I have a python code to implement in Spark, however I am unable to get the logic right for the RDD working to implement in Spark 1.1 version. This code is perfectly working in Python ,but I would like to implement in Spark with this code.
import lxml.etree
import csv
sc = SparkContext
data = sc.textFile("pain001.xml")
rdd = sc.parallelize(data)
# compile xpath selectors for ele ment text
selectors = ('GrpHdr/MsgId', 'GrpHdr/CreDtTm') # etc...
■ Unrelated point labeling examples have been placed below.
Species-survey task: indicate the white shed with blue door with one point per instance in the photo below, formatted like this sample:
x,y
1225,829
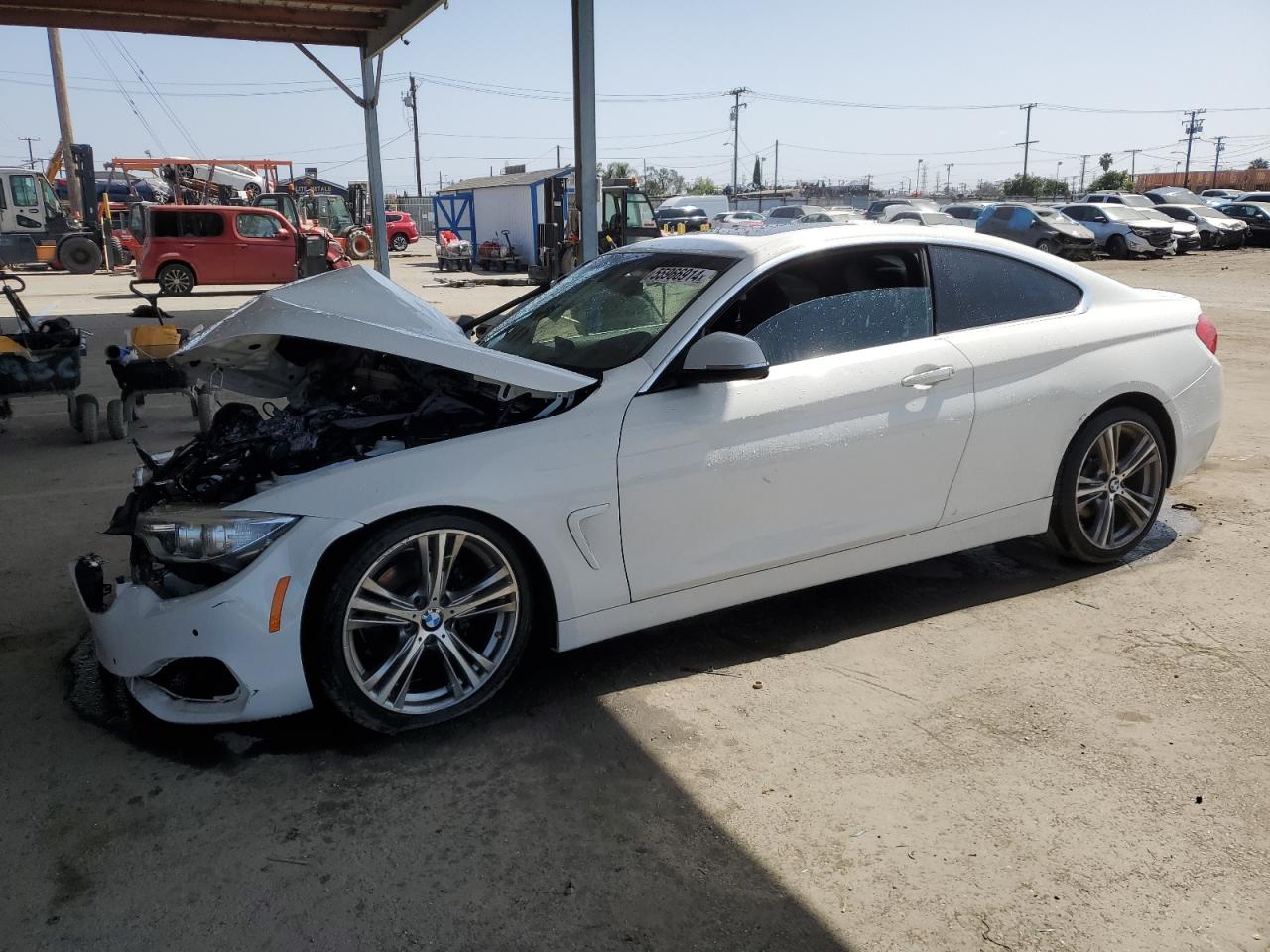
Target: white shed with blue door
x,y
480,209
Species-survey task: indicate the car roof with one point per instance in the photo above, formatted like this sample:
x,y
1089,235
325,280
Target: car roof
x,y
758,249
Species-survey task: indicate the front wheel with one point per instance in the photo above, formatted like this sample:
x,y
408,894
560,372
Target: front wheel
x,y
176,280
1110,486
358,245
423,622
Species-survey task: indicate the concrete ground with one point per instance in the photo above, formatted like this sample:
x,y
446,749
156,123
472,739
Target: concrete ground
x,y
987,752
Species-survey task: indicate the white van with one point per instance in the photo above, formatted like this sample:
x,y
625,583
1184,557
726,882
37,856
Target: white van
x,y
710,204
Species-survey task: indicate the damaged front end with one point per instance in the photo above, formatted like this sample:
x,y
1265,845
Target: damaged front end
x,y
325,399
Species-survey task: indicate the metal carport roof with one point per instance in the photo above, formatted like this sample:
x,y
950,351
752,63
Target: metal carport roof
x,y
368,24
371,26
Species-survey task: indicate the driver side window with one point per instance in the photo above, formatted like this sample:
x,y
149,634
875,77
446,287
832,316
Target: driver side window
x,y
832,303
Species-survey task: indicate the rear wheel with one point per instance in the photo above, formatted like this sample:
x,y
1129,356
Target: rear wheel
x,y
87,416
422,624
1110,485
176,280
79,254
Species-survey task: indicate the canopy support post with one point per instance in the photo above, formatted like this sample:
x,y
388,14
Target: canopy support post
x,y
375,172
587,194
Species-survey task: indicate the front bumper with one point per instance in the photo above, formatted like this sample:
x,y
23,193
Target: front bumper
x,y
1230,238
1144,246
141,634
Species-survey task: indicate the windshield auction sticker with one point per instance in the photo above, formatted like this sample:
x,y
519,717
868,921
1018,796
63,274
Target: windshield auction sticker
x,y
668,275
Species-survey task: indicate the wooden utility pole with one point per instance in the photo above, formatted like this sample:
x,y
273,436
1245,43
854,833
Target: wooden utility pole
x,y
735,131
413,100
31,155
1193,127
64,121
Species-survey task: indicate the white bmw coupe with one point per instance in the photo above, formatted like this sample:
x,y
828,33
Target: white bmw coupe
x,y
680,425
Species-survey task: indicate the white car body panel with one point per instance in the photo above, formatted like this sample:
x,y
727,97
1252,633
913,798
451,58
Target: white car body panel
x,y
734,477
647,506
390,318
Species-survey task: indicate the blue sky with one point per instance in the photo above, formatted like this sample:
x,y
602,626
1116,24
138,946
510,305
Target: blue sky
x,y
670,61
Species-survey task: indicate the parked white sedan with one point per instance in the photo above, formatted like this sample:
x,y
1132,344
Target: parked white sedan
x,y
681,425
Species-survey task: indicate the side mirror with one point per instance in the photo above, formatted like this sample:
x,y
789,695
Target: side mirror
x,y
721,357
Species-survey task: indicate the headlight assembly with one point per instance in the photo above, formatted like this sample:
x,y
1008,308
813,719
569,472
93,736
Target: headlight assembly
x,y
208,536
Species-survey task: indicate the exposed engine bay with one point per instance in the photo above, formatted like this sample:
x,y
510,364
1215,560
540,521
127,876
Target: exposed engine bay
x,y
347,404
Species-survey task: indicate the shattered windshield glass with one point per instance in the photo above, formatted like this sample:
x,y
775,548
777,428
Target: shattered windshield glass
x,y
607,312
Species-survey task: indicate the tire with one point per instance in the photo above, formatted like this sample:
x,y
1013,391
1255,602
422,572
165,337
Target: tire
x,y
358,245
117,254
444,664
176,280
89,413
116,422
206,412
1118,507
79,254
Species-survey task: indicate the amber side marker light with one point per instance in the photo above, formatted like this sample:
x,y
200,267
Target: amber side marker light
x,y
280,593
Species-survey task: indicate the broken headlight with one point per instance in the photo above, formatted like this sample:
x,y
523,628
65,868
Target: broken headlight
x,y
208,535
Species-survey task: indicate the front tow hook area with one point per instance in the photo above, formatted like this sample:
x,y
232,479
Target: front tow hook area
x,y
90,581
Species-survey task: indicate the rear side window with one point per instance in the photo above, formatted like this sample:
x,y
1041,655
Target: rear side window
x,y
975,289
189,225
255,225
832,303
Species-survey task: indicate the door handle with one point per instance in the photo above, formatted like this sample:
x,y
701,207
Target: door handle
x,y
928,379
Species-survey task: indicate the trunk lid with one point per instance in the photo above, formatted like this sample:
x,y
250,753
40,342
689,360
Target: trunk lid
x,y
356,307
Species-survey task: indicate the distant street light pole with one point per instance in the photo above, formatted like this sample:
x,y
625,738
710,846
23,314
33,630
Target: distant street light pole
x,y
1028,140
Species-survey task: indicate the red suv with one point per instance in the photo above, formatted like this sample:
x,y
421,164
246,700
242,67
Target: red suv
x,y
189,245
402,230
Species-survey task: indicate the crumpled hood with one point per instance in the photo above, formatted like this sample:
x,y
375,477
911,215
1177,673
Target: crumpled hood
x,y
357,307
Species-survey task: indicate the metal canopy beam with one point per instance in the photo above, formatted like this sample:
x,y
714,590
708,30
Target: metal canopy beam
x,y
177,26
398,23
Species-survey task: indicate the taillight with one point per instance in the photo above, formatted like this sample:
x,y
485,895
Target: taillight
x,y
1206,331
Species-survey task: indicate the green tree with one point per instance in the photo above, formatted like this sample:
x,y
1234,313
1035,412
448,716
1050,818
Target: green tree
x,y
1033,186
661,180
1112,180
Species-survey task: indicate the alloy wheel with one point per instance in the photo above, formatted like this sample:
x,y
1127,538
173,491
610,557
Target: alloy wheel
x,y
1119,485
431,621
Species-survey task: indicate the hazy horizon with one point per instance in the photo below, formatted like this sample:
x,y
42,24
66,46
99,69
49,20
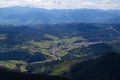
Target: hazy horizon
x,y
61,4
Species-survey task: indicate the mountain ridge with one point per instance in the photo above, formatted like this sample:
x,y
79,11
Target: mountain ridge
x,y
29,15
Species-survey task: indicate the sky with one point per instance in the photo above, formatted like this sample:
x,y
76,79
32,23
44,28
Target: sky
x,y
64,4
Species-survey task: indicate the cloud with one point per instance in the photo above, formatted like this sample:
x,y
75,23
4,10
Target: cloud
x,y
62,4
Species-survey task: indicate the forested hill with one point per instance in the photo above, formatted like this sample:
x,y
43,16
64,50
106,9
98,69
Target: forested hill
x,y
106,67
11,75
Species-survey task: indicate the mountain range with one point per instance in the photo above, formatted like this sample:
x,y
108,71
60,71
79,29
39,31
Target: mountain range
x,y
29,15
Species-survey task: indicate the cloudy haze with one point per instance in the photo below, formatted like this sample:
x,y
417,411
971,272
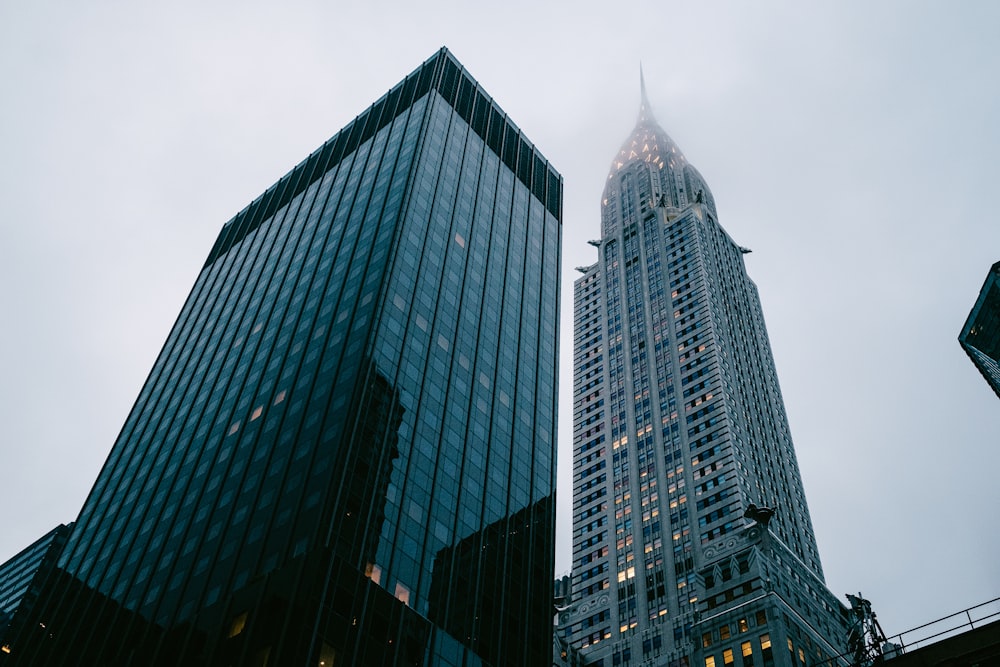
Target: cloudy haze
x,y
853,146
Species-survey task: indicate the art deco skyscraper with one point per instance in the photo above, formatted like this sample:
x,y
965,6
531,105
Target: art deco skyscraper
x,y
345,452
679,429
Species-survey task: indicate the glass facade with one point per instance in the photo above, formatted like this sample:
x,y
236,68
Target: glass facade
x,y
345,452
21,578
980,336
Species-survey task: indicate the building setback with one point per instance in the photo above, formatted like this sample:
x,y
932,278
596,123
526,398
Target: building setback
x,y
345,452
681,443
980,337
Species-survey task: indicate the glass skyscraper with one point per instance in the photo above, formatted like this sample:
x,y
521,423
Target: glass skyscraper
x,y
687,499
980,336
345,452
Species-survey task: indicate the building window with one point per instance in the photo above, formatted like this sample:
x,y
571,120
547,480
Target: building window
x,y
402,593
765,650
239,622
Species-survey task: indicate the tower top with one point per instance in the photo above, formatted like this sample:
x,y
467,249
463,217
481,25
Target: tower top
x,y
645,109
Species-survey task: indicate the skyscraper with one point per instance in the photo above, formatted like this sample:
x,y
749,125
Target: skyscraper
x,y
980,337
344,453
679,433
22,576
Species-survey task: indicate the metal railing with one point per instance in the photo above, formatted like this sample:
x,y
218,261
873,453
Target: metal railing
x,y
947,626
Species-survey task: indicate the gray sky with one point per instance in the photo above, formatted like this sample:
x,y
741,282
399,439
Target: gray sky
x,y
854,146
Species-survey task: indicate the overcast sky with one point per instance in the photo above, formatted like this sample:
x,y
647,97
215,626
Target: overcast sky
x,y
853,146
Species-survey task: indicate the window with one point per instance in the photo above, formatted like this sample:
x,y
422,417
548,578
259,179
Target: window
x,y
239,622
402,593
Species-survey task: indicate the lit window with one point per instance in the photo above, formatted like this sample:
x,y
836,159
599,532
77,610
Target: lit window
x,y
239,622
402,593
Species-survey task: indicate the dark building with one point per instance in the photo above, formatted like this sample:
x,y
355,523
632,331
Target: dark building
x,y
980,336
21,578
345,452
681,444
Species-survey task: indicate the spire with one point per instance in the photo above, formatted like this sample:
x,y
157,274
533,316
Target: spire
x,y
645,110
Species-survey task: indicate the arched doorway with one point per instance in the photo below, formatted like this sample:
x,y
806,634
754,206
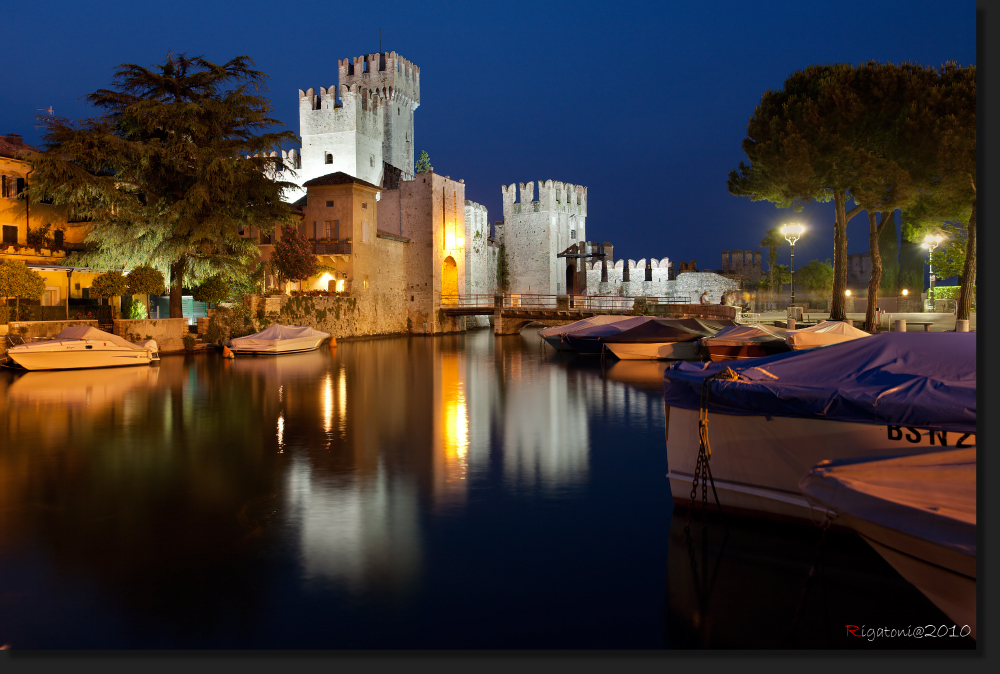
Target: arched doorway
x,y
449,278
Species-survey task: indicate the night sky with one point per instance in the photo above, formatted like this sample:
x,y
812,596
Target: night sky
x,y
646,104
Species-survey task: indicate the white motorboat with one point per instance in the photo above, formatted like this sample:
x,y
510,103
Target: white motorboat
x,y
919,513
83,346
893,394
279,339
554,335
823,334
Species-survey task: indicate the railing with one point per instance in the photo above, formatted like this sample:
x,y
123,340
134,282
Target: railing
x,y
462,301
529,301
333,247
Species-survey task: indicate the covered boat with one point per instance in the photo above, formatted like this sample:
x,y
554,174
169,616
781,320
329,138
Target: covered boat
x,y
651,337
823,334
745,341
277,339
590,339
658,339
83,346
554,335
891,394
918,512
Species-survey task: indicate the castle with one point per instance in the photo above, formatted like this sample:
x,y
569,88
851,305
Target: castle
x,y
368,132
358,149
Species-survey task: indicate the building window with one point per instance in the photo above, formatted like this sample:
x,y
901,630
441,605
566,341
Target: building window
x,y
11,186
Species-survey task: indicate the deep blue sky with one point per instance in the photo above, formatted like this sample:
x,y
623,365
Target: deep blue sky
x,y
644,103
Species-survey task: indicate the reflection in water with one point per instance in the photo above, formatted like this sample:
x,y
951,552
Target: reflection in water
x,y
451,431
546,434
212,503
360,533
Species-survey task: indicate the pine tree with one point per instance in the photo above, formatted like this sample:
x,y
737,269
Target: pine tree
x,y
423,164
174,169
293,256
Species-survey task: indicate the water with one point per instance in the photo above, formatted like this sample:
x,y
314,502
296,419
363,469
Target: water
x,y
449,492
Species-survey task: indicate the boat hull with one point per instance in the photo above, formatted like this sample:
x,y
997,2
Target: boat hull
x,y
654,350
293,346
951,591
757,461
79,358
720,352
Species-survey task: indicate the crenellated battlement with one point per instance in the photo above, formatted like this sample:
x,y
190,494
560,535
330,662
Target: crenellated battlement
x,y
553,195
392,76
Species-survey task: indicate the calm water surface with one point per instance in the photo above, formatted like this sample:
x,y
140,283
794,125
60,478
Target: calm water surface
x,y
450,492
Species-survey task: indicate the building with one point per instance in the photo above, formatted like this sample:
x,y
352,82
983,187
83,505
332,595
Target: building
x,y
362,127
38,234
429,211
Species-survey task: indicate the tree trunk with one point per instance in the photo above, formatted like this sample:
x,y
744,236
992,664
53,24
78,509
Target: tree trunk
x,y
876,278
838,303
969,270
176,287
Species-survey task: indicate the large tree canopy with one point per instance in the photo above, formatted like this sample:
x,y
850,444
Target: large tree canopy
x,y
173,170
872,134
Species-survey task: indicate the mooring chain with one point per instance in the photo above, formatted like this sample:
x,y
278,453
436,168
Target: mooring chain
x,y
702,470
xpath = [lxml.etree.XPath('{}/text()'.format(s)) for s in selectors]
# open result csv file
with open('pain.csv', 'w') as paincsv:
writer = csv.writer(paincsv)
# read file with 1 'CstmrCdtTrfInitn' record per line
with open(rdd) as painxml:
# process each record
for index, line in enumerate(painxml):
if not line.strip(): # allow empty lines
continue
try:
# each line is an xml doc
pain001 = lxml.etree.fromstring(line)
# move to the customer elem
elem = pain001.find('CstmrCdtTrfInitn')
# select each value and write to csv
writer.writerow([xp(elem)[0].strip() for xp in xpath])
except Exception, e:
# give a hint where things go bad
sys.stderr.write("Error line {}, {}".format(index, str(e)))
raise
I am getting error as RDD not iteratable
- I want to implement this code as a function and implement as a standalone program in Spark
- I would want the input file to be processed in HDFS as well as local mode in Spark with the python module.
Appreciate responses for the problem.